Ms. Armstrong goes out of her way to whitewash Muhammad’s extermination of the Jewish presence in Medina, especially the beheading of the entire 600 to 800 male population of the Qurayzah tribe. “[T]he Qurayzah were not killed on religious or racial ground,” she claims, adding that “Muhammad had no ideological quarrel with the Jewish people.” This is of course a travesty of the truth. Muhammad might have had no ideological quarrel with “the Jewish people,” but he was seething with anger at the Medina Jews, who had not only spurned his attempts to woo them into his incipient religion (for example, by adopting a number of religious Jewish practices and rituals) but had also become his fiercest critics. Reflecting this outrage, both the Qur’an and later biographical traditions of the prophet abound with negative depictions of Jews. In these works they are portrayed as a deceitful, evil, and treacherous people who in their insatiable urge for domination would readily betray an ally and swindle a non-Jew.

Ms. Armstrong glibly claims that “Later in the Islamic empires, Jews would enjoy full religious liberty and anti-Semitism would not become a Muslim vice until the Arab/Israeli conflict became acute in the mid-twentieth century.” For one thing, such ahistorical analysis ignores the deep anti-Jewish bigotry dating to Islam’s earliest days, which made it highly receptive to the worst precepts of Christian anti-Semitism, such as the “blood libel.” For another thing, Armstrong overlooks Islam’s pervasive mistreatment of its non-Muslim subjects, or Dhimmis as they are commonly known, who have been allowed to practice their religions in return for a distinctly inferior legal and institutional status, rife with social indignities and at times open persecution.

“If we are to avoid catastrophe, the Muslim and Western worlds must learn not merely to tolerate but to appreciate one another,” Ms.
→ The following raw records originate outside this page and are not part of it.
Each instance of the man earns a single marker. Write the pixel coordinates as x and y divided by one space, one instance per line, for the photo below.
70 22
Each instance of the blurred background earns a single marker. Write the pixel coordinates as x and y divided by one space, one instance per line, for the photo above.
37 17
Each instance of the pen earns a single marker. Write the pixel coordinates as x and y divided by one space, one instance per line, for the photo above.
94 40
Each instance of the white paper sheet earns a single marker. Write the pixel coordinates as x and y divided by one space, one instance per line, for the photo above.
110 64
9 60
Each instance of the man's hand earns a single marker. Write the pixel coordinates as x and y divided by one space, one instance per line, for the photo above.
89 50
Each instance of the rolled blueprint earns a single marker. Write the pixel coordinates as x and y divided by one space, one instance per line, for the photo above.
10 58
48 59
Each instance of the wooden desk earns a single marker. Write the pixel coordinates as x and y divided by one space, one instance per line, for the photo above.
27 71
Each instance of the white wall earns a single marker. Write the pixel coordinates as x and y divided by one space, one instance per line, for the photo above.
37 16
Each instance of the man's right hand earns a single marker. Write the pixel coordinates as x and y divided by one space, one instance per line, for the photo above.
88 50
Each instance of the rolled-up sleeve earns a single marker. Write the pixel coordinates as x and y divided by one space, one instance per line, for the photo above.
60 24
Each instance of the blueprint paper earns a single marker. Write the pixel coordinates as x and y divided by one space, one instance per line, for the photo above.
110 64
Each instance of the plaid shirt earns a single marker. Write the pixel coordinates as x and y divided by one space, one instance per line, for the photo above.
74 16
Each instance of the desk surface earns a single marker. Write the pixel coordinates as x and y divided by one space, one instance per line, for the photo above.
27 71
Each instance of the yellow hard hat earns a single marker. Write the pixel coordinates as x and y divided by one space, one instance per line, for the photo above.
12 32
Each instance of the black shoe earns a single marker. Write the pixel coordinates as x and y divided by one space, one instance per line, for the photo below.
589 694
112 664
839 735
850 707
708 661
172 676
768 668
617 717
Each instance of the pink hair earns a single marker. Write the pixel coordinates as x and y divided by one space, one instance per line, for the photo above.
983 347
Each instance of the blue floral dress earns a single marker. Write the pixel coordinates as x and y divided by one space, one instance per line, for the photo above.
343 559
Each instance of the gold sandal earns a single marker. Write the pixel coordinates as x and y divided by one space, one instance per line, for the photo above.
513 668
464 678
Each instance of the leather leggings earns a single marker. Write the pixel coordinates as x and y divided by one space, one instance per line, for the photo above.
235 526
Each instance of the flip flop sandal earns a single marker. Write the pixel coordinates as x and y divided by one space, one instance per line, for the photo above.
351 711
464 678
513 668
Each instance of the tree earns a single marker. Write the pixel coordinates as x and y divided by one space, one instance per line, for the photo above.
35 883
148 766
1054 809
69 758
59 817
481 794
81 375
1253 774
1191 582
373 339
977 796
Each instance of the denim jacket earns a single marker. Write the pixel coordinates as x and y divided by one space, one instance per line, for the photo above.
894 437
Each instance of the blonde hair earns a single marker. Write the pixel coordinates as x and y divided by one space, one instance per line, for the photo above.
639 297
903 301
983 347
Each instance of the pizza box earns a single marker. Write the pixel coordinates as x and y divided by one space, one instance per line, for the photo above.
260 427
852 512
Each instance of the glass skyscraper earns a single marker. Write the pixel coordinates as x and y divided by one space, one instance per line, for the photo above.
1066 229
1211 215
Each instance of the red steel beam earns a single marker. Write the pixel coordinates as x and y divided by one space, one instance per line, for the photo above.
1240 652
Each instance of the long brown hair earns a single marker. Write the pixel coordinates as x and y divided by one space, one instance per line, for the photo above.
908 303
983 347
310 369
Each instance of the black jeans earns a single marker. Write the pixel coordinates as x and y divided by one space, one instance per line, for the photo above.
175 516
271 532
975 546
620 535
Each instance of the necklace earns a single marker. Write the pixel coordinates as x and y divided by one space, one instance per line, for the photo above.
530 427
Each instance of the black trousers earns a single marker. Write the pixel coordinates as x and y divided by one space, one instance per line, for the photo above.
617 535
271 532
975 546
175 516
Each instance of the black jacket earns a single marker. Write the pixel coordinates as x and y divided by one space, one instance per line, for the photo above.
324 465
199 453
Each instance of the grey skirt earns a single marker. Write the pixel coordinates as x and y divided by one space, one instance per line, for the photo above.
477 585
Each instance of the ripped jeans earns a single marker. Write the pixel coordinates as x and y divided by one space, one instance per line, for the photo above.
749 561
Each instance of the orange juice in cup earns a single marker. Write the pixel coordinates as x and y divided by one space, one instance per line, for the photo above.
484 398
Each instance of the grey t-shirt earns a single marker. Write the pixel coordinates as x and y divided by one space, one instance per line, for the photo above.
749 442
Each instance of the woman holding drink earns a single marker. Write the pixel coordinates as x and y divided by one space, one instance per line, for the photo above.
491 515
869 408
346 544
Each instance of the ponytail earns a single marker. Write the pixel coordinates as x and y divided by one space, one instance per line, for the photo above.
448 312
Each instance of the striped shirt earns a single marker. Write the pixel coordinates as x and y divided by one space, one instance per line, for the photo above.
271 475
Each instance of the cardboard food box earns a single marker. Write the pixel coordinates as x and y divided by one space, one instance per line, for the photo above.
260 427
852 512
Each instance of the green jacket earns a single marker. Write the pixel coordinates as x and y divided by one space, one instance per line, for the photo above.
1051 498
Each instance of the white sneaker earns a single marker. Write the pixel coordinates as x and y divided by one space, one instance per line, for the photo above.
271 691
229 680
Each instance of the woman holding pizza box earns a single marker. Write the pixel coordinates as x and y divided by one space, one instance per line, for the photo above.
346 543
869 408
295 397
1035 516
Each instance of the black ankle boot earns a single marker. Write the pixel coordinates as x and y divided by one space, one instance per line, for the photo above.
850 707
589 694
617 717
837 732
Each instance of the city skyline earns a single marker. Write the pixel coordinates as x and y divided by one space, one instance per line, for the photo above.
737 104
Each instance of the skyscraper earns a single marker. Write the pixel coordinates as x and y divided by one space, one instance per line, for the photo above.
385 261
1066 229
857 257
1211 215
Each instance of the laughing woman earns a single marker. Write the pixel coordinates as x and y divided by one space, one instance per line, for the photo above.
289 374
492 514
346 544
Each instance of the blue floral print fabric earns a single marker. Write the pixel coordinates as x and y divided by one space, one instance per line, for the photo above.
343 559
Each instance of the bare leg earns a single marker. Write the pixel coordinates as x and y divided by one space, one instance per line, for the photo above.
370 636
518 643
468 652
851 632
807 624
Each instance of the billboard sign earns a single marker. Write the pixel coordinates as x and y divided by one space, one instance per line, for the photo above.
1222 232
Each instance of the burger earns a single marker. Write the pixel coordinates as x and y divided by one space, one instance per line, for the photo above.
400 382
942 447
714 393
Armstrong emphatically concludes her book. I couldn’t agree more. Provided of course this is done in good faith and without rewriting the historical truth, let alone violently suppressing critical minds and dissenting voices.

Mr. Karsh is head of Mediterranean Studies at King’s College, University of London, and author most recently of “Islamic Imperialism: A History,” available from Yale University Press.